When you see the inscription on the battery: “1.5 V”, then know that this is exactly the EMF. Is this value equal to the voltage created by the battery in the external circuit? It turns out not! Now we will understand why.

Electromagnetic induction (self-induction)

Let's start with electromagnetic induction. This phenomenon is described by Faraday's law of electromagnetic induction. The physical meaning of this phenomenon is the ability of an electromagnetic field to induce an emf in a nearby conductor. In this case, either the field must change, for example, in the magnitude and direction of the vectors, or move relative to the conductor, or the conductor must move relative to this field. In this case, a potential difference arises at the ends of the conductor.

There is another phenomenon that is similar in meaning - mutual induction. It lies in the fact that a change in the direction and current strength of one coil induces an EMF at the terminals of a nearby coil; it is widely used in various fields of technology, including electrical and electronics. It underlies the operation of transformers, where the magnetic flux of one winding induces current and voltage in the second.

In electrical engineering, a physical effect called EMF is used in the manufacture of special AC converters that provide the required values ​​of effective quantities (current and voltage). Thanks to the phenomena of induction and self-induction, engineers have been able to develop many electrical devices: from a conventional inductor (inductor) to a transformer.

The concept of mutual induction refers only to alternating current, the flow of which in a circuit or conductor changes the magnetic flux.

An electric current of constant direction is characterized by other manifestations of this force, such as, for example, a potential difference at the poles of a galvanic cell, which we will discuss later.

Electric motors and generators

The same electromagnetic effect is observed in the design of an asynchronous or synchronous electric motor, the main element of which is inductive coils. His work is described in accessible language in many textbooks related to the subject called “Electrical Engineering”. To understand the essence of the processes taking place, it is enough to remember that the induced emf is induced when a conductor moves inside another field.

According to the law of electromagnetic induction mentioned above, a counter EMF is induced in the armature winding of the motor during operation, which is often called “back EMF” because when the motor is running it is directed towards the applied voltage. This also explains the sharp increase in current consumed by the motor when the load increases or the shaft is jammed, as well as starting currents. For an electric motor, all the conditions for the appearance of a potential difference are obvious - a forced change in the magnetic field of its coils leads to the appearance of torque on the rotor axis.

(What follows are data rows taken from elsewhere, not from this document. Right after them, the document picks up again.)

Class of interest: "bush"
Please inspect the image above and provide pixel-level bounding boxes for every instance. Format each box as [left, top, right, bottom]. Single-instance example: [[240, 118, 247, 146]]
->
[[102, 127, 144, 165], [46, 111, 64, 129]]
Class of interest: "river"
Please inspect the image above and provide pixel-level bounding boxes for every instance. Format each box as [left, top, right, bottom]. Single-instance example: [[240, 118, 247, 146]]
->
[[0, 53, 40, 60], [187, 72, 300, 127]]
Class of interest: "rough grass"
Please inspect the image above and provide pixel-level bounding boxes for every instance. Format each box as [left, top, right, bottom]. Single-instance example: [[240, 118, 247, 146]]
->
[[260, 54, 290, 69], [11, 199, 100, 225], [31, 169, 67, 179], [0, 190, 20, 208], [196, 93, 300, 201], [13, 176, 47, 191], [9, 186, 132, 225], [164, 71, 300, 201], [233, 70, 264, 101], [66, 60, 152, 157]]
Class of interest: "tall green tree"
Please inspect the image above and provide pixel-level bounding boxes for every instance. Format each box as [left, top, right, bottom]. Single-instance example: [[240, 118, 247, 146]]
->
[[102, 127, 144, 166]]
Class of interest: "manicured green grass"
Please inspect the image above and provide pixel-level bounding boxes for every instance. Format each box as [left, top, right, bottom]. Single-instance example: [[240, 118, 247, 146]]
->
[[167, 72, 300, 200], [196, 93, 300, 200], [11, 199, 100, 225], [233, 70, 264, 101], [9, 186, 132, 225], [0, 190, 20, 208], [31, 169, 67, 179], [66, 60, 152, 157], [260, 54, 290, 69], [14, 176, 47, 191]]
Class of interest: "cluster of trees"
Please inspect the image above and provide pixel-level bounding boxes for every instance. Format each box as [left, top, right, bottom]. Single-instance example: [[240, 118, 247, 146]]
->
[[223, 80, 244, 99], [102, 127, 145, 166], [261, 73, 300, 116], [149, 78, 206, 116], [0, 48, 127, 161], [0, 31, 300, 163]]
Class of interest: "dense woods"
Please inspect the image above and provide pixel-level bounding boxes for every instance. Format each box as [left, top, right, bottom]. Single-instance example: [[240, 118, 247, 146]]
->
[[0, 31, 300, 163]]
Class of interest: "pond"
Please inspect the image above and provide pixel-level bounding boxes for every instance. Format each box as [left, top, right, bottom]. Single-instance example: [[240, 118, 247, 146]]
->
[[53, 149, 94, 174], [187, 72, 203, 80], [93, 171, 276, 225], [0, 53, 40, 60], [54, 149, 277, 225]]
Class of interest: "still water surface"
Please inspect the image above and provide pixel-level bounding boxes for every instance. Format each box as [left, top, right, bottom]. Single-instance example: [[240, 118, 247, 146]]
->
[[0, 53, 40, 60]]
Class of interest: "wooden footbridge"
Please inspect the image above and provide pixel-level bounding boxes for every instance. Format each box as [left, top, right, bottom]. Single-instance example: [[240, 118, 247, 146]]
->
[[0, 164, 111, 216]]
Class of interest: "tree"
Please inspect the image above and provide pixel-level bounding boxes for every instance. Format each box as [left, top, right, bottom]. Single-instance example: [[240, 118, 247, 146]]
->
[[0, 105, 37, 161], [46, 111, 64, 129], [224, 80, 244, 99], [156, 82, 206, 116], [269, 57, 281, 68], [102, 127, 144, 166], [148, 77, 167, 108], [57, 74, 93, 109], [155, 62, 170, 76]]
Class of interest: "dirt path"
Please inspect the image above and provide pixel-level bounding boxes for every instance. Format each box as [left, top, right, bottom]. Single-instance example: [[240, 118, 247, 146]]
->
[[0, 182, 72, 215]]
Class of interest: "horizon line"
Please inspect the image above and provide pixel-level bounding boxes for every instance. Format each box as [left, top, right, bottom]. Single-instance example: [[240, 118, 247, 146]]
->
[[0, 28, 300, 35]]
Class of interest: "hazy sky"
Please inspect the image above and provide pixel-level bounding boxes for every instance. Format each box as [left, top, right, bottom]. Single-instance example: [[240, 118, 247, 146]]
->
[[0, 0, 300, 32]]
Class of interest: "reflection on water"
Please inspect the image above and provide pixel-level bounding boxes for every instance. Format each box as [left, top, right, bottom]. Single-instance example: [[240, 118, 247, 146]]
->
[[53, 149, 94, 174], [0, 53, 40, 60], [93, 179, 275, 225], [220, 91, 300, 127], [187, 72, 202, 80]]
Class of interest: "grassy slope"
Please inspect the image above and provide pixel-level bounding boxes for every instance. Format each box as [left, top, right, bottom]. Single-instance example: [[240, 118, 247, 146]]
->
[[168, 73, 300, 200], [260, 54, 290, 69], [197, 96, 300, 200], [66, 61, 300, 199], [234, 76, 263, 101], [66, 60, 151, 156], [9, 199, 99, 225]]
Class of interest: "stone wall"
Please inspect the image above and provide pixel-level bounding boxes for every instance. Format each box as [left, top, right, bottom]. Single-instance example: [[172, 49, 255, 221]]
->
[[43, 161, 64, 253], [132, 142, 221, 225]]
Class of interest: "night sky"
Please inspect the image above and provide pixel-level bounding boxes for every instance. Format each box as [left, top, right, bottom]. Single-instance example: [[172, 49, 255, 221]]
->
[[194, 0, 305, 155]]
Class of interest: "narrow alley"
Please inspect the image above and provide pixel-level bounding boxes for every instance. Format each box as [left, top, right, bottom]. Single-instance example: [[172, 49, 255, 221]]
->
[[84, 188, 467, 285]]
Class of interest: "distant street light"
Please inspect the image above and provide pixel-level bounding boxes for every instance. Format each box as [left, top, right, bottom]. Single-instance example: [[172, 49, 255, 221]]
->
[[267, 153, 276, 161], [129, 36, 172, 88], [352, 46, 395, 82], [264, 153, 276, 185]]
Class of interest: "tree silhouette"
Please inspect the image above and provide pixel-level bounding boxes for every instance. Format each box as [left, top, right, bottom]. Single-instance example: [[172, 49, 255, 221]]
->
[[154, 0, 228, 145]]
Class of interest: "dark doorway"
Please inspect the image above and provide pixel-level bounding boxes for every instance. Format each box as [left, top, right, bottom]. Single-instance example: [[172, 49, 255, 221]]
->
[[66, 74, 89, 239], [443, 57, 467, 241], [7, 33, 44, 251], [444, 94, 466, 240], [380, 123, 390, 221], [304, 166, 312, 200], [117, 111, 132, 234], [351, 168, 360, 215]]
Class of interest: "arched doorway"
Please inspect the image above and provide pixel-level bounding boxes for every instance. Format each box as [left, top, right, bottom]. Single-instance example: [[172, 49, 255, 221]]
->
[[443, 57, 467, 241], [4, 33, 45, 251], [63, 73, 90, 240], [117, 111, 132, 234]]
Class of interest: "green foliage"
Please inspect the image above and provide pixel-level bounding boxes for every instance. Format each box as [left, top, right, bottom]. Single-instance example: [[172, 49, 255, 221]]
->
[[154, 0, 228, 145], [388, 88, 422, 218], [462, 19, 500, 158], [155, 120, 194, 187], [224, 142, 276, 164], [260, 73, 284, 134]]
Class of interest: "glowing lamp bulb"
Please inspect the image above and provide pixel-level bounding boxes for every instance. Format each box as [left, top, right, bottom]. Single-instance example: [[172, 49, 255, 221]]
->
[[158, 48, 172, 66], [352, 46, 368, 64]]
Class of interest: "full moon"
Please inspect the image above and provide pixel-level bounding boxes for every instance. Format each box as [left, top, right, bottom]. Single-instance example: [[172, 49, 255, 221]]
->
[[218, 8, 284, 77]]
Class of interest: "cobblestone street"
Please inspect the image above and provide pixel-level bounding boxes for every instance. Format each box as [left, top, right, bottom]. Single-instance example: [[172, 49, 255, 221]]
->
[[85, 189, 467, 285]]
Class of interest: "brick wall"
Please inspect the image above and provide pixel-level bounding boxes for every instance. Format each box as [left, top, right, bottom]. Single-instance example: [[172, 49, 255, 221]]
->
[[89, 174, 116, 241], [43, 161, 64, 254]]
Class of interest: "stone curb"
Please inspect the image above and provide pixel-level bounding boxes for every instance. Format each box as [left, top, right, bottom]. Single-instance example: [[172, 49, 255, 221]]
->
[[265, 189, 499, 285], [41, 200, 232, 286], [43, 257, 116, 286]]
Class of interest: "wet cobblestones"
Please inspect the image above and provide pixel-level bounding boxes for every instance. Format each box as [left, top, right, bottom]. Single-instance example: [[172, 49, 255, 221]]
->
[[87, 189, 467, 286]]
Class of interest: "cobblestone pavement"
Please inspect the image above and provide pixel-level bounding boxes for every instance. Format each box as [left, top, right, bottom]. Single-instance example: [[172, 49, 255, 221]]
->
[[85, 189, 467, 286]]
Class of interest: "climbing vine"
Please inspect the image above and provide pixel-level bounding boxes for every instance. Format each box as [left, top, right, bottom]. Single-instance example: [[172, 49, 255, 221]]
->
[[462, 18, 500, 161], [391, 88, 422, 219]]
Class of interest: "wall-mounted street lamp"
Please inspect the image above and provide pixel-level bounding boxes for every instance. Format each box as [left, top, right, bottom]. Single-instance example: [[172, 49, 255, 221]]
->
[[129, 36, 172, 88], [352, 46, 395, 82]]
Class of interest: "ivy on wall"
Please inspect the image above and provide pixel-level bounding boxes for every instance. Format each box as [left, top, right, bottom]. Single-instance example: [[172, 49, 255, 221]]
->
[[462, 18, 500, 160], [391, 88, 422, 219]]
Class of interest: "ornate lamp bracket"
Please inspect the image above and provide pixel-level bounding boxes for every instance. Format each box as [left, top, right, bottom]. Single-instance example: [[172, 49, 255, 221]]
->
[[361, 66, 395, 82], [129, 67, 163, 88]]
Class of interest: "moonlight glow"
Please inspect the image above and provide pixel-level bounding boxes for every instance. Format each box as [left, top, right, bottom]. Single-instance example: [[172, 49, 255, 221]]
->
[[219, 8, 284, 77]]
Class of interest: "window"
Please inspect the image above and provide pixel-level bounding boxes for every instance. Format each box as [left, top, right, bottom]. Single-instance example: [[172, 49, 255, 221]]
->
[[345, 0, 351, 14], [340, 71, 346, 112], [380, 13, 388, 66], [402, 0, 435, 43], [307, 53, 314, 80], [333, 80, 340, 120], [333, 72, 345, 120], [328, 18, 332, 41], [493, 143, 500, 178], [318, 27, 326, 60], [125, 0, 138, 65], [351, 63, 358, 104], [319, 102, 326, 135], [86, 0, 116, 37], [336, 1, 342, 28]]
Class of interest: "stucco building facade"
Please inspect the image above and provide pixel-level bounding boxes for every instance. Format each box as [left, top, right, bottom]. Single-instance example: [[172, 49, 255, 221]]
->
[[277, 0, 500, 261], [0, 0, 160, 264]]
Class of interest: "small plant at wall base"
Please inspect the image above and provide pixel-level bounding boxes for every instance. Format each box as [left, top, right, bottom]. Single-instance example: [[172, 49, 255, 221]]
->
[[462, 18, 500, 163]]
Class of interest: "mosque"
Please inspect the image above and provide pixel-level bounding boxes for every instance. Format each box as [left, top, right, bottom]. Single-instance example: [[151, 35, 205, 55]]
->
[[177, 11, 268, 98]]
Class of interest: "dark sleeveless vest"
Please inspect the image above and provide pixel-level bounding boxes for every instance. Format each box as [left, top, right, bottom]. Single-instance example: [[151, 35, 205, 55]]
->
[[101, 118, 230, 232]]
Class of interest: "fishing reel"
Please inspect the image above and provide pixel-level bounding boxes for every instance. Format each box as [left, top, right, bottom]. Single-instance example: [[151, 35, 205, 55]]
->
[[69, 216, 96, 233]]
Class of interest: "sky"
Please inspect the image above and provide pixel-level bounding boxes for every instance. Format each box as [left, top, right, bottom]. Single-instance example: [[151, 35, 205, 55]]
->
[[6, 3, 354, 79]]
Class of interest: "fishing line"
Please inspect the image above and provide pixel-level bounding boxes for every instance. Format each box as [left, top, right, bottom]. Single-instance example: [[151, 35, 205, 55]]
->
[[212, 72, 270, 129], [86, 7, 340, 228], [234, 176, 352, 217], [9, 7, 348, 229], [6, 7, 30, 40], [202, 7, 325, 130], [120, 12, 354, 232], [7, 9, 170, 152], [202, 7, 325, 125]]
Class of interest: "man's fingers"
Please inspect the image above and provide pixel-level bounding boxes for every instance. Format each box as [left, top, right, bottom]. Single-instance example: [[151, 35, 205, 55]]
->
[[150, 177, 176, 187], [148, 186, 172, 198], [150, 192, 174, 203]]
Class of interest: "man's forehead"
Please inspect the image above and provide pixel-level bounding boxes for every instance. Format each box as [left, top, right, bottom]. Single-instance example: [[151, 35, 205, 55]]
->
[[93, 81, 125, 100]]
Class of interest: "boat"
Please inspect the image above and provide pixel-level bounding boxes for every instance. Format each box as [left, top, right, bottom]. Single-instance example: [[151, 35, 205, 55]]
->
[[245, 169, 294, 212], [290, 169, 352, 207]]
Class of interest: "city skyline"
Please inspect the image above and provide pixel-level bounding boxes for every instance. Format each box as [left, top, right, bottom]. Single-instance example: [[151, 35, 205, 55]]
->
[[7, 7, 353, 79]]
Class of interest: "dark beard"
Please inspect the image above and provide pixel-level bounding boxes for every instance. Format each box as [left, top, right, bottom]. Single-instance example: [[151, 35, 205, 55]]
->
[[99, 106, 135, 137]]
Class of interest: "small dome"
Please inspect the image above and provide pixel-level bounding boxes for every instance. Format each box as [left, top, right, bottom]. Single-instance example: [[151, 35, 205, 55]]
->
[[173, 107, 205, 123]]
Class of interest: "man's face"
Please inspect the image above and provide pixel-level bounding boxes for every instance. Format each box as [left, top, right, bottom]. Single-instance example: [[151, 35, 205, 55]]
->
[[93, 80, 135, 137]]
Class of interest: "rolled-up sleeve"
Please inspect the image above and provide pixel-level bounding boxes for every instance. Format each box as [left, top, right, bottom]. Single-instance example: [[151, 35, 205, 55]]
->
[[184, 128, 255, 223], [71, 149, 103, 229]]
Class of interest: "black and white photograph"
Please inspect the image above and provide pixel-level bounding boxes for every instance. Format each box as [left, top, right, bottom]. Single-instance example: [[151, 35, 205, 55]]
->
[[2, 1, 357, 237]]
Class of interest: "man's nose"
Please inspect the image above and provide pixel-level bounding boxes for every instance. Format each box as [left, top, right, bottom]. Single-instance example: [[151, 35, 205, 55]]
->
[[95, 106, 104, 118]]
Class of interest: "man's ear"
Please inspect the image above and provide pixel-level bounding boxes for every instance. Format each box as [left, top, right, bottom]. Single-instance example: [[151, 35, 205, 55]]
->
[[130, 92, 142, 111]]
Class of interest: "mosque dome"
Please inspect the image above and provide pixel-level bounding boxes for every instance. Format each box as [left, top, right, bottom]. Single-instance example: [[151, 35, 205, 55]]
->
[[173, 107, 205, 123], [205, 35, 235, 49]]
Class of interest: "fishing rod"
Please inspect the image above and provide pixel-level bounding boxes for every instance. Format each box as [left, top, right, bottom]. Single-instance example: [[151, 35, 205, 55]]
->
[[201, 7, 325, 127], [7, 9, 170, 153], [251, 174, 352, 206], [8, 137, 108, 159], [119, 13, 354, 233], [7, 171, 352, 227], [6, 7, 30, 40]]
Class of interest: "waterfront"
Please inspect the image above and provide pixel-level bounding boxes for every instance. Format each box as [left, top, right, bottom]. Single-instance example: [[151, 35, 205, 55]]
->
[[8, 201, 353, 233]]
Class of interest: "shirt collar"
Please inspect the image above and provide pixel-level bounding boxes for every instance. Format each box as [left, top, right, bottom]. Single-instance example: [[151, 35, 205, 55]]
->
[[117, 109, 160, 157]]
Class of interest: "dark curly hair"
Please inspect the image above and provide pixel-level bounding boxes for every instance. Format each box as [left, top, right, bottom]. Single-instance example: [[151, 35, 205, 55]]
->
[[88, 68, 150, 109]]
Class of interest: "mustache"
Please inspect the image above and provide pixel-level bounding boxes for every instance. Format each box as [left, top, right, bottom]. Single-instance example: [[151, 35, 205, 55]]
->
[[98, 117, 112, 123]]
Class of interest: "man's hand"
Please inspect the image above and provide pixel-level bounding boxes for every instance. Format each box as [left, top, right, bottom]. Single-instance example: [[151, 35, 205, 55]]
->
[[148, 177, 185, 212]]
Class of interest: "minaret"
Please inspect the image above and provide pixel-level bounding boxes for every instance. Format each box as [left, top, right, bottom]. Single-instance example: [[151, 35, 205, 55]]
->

In another electrical device - a generator, everything is exactly the same, but the processes occurring in it have the opposite direction. An electric current is passed through the rotor windings, and a magnetic field arises around them (permanent magnets can be used). When the rotor rotates, the field, in turn, induces an EMF in the stator windings - from which the load current is removed.

A little more theory

When designing such circuits, the current distribution and voltage drop across individual elements are taken into account. To calculate the distribution of the first parameter, Kirchhoff's second law, known from physics, is used - the sum of the voltage drops (taking into account the sign) on all branches of a closed circuit is equal to the algebraic sum of the EMF of the branches of this circuit), and to determine their values, Ohm's law for a section of the circuit or Ohm's law is used for a complete chain, the formula of which is given below:

I=E/(R+r),

where E is the EMF, R is the load resistance, r is the resistance of the power source.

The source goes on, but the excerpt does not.